Inti dari teori belajar sosiokultur ini adalah penggunaan alat berfikir seseorang yang tidak dapat dilepaskan dari pengaruh lingkungan sosial budayanya. Lingkungan sosial budaya akan menyebabkan semakin kompleksnya kemampuan yang dimiliki oleh setiap individu. Berdasarkan teori Vygotsky Yuliani (2005: 46) menyimpulkan beberapa hal yang perlu untuk diperhatikan dalam proses pembelajaran, yaitu : (1) Dalam kegiatan pembelajaran hendaknya anak memperoleh kesempatan yang luas untuk mengembangkan zona perkembangan proksimalnya atau potensinya melalui belajar dan berkembang. (2) Pembelajaran perlu dikaitkan dengan tingkat perkembangan potensialnya dari pada perkembangan aktualnya. (3) Pembelajaran lebih diarahkan pada penggunaan strategi untuk mengembangkan kemampuan intermentalnya daripada kemampuan intramentalnya. (4) Anak diberikan kesempatan yang luas untuk mengintegrasikan pengetahuan deklaratif yang telah dipelajarinya dengan pengetahuan prosedural untuk melakukan tugas-tugas dan memecahkan masalah (5) Proses Belajar dan pembelajaran tidak sekedar bersifat transferal tetapi lebih merupakan kokonstruksi.
Pada penerapan pembelajaran dengan teori belajar sosiokultur, guru berfungsi sebagai motivator yang memberikan rangsangan agar siswa aktif dan memiliki gairah untuk berfikir, fasilitator, yang membantu menunjukkan jalan keluar bila siswa menemukan hambatan dalam proses berfikir, menejer yang mengelola sumber belajar, serta sebagai rewarder yang memberikan penghargaan pada prestasi yang dicapai siswa, sehingga mampu meningkatkan motivasi yang lebih tinggi dari dalam diri siswa.
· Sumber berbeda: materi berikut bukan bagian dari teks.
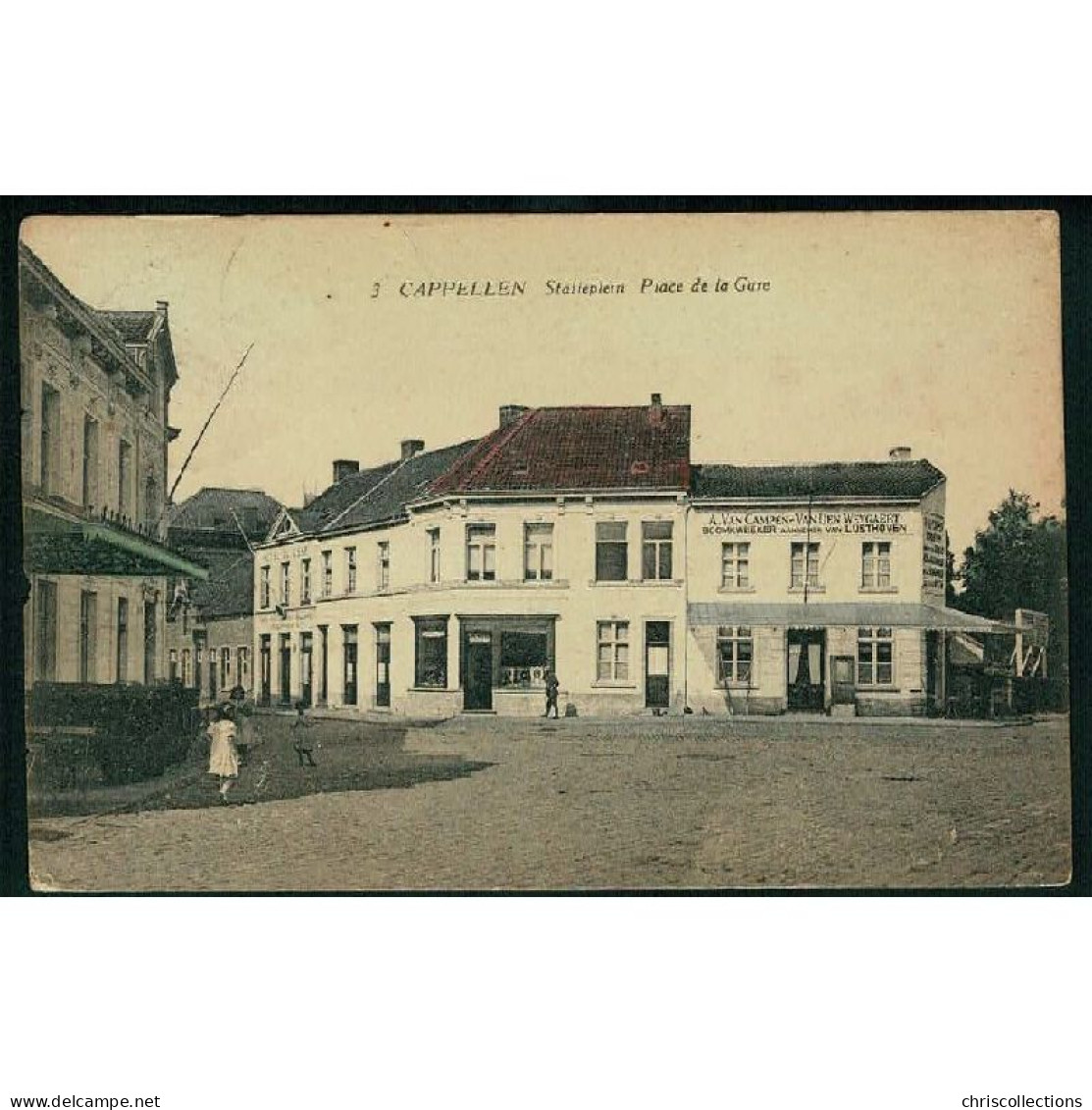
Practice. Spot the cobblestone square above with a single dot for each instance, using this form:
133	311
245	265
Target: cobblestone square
587	805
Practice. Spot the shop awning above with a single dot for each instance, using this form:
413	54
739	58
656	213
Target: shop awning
847	614
59	541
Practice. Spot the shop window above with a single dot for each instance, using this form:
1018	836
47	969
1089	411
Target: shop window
539	552
874	658
735	566
481	553
328	574
656	550
612	652
383	564
45	630
610	551
125	479
89	610
434	554
432	652
51	440
524	659
804	565
876	565
735	655
90	460
121	661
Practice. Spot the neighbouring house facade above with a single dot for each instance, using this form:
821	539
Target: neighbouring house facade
583	541
210	625
95	393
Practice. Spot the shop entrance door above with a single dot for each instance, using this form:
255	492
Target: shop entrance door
657	663
806	662
383	665
479	693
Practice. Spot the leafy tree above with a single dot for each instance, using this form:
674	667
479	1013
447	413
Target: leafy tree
1018	561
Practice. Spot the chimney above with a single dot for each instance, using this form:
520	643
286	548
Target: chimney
345	466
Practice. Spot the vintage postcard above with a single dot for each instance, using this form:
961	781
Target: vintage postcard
619	552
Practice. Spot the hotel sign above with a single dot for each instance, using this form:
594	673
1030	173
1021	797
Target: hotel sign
933	554
799	523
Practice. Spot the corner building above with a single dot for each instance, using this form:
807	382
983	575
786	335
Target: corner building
581	540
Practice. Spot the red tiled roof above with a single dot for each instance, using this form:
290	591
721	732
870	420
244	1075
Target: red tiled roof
578	449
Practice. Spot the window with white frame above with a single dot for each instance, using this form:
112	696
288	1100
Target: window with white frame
610	551
735	566
539	552
804	565
328	574
481	553
612	652
874	658
383	564
656	550
876	565
434	554
735	655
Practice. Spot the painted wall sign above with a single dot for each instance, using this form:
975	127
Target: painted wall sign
933	552
801	522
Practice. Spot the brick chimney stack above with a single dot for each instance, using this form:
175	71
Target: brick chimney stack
345	466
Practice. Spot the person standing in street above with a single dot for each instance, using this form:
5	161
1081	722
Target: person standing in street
301	742
551	686
223	757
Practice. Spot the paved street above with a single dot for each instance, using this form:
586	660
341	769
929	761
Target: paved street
662	803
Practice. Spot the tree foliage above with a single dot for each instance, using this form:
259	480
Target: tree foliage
1018	560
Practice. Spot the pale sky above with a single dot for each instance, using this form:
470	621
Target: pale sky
939	331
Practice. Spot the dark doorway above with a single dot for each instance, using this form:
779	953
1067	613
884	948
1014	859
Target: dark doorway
657	663
286	668
267	665
806	661
932	668
306	672
479	693
383	665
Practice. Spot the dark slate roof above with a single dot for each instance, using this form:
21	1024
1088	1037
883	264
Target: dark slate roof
578	449
910	477
132	327
230	588
333	501
212	507
386	495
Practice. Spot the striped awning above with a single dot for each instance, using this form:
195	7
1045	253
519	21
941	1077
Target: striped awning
848	614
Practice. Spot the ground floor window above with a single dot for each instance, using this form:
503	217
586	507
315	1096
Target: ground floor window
432	652
735	655
612	652
524	659
874	658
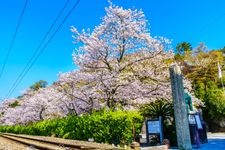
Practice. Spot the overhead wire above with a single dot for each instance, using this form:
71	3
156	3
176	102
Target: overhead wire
13	39
42	50
39	46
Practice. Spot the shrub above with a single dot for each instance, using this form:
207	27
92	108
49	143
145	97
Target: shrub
107	126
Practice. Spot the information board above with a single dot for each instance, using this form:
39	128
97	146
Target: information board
154	126
198	121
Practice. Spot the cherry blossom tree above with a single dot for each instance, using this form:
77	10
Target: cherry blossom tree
126	62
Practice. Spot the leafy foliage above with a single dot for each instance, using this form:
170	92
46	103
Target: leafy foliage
118	127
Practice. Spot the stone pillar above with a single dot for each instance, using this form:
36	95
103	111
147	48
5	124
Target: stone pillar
180	111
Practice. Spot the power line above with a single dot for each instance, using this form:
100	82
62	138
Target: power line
44	47
14	37
39	46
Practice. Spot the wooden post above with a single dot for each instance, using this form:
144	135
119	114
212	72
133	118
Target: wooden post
180	111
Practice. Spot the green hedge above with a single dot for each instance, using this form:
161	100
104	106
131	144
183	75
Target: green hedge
118	127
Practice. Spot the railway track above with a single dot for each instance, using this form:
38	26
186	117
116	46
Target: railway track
51	143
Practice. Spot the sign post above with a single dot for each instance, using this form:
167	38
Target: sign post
154	127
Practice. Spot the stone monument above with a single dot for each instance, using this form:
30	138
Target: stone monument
180	109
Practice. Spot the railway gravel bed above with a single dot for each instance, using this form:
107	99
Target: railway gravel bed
6	144
53	143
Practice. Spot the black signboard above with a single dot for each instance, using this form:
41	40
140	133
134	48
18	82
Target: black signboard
154	127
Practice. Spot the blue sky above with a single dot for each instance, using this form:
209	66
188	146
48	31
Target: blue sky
193	21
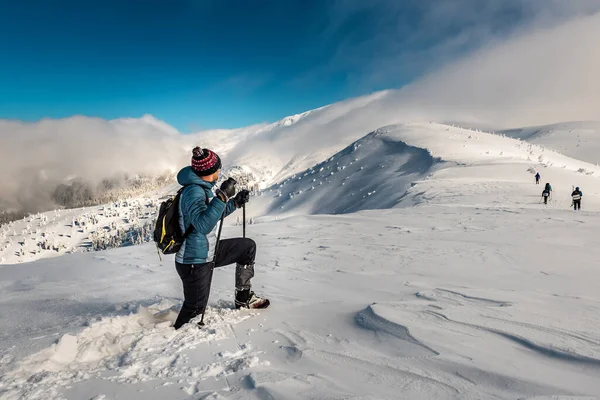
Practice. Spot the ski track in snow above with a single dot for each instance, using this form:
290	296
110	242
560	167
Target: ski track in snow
459	285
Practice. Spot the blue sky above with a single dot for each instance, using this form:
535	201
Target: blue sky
208	64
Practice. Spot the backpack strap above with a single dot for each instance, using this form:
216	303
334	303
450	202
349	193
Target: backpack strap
190	228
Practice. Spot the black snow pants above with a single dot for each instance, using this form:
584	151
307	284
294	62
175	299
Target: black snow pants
196	277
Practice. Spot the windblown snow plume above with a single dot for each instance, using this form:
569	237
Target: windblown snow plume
544	72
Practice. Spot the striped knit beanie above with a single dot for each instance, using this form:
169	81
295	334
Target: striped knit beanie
205	162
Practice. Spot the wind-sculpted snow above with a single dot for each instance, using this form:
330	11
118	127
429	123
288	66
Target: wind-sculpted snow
374	172
451	301
574	139
130	349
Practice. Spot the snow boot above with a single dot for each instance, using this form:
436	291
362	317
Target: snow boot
247	299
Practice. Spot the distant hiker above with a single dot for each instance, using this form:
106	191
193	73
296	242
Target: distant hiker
576	196
547	193
201	209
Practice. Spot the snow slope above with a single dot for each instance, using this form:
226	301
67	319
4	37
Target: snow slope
574	139
453	282
428	302
382	169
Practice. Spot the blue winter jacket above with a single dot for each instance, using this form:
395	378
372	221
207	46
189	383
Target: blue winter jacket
193	209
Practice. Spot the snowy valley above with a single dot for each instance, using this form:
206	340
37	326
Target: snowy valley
414	261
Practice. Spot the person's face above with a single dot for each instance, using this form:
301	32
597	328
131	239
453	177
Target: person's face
213	177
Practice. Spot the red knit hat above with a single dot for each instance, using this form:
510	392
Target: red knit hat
205	162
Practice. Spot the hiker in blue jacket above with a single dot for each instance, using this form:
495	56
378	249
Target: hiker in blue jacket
200	208
547	193
576	196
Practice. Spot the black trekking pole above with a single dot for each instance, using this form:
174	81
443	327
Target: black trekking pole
244	216
212	267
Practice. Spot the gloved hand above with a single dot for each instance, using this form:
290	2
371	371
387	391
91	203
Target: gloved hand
227	189
241	198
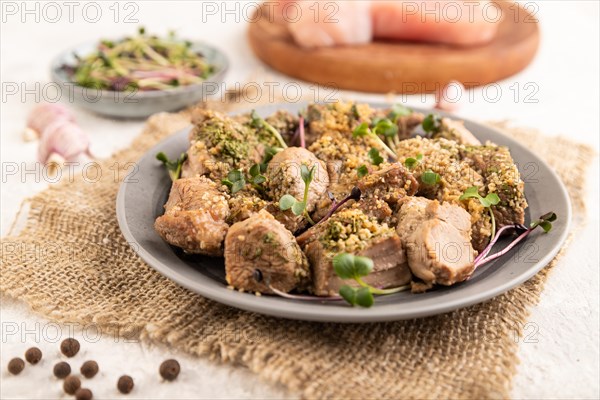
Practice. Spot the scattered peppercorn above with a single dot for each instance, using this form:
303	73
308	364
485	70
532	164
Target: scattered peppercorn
69	347
62	370
125	384
169	369
72	383
89	369
83	394
16	365
33	355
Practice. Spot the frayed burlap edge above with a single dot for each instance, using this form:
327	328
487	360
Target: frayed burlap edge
469	353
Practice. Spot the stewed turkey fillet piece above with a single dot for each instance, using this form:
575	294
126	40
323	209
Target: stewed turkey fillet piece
327	23
437	240
194	217
261	253
354	232
284	177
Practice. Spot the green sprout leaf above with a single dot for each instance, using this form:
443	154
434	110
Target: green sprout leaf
348	266
386	128
258	122
307	174
375	157
364	297
286	202
254	170
397	111
173	166
269	154
298	207
432	123
235	181
362	171
430	178
545	222
362	130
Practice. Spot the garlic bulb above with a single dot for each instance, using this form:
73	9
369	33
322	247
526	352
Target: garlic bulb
46	113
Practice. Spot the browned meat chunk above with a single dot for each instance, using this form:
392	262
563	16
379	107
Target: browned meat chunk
194	218
455	130
260	253
354	232
437	240
244	204
380	193
456	176
227	143
284	176
502	177
198	161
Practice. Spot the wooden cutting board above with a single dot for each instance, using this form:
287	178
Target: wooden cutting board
401	67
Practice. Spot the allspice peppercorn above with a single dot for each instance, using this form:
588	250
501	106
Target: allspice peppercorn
69	347
83	394
89	369
16	365
62	370
125	384
33	355
72	383
169	369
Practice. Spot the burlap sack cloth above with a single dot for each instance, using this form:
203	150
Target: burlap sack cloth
469	353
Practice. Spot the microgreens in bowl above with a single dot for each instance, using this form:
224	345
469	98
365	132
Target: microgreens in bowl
363	130
172	166
488	201
258	122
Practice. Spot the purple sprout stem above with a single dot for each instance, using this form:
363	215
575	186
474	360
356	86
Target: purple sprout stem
487	249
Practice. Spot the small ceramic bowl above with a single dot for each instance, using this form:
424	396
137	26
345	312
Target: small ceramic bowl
138	104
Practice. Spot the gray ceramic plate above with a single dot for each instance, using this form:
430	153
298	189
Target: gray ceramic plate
142	196
139	104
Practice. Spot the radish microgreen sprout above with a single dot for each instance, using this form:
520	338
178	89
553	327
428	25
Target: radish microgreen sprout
362	171
348	266
544	222
235	181
173	167
430	178
488	201
363	130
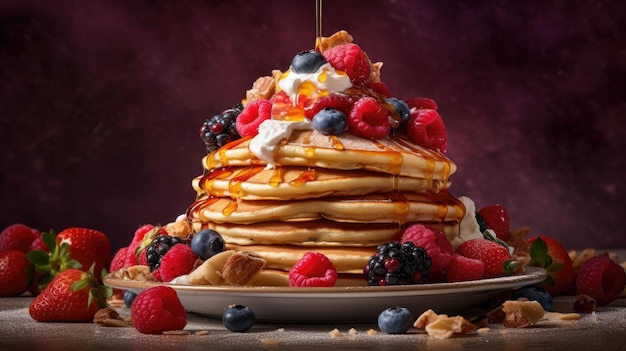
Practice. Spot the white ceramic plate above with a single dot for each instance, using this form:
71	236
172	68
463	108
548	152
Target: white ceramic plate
345	304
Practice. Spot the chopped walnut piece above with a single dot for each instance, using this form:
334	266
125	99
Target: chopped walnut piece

Pada intinya, siswalah yang dapat menyelesaikan permasalahannya sendiri untuk membangun ilmu pengetahuan.

Penutup
Dapat disimpulkan bahwa dalam teori belajar sosiokultur, proses belajar tidak dapat dipisahkan dari aksi (aktivitas) dan interaksi, karena persepsi dan aktivitas berjalan seiring secara dialogis. Belajar merupakan proses penciptaan makna sebagai hasil dari pemikiran individu melalui interaksi dalam suatu konteks sosial. Dalam hal ini, tidak ada perwujudan dari suatu kenyataan yang dapat dianggap lebih baik atau benar. Vygotsky percaya bahwa beragam perwujudan dari kenyataan digunakan untuk beragam tujuan dalam konteks yang berbeda-beda. Pengetahuan tidak dapat dipisahkan dari aktivitas di mana pengetahuan itu dikonstruksikan, dan di mana makna diciptakan, serta dari komunitas budaya di mana pengetahuan didiseminasikan dan diterapkan. Melalui aktivitas, interaksi sosial, tersebut penciptaan makna terjadi.

Daftar Rujukan
Pressley, M. & McCormick, C. B. 2007. Child and Adolescent Development for Educators. New York: The Guilford Press.
H.A.R. Tilaar. (2002). Pendidikan Kebudayaan dan masyarakat Madani Indonesia. Bandung : PT. Remaja Rosda Karya. 

Moll, Luis C. (1993). Vygotsky & Education Instructional Implications and Applications of Sociohistorical Psychology. Australia : Cambridge University Press.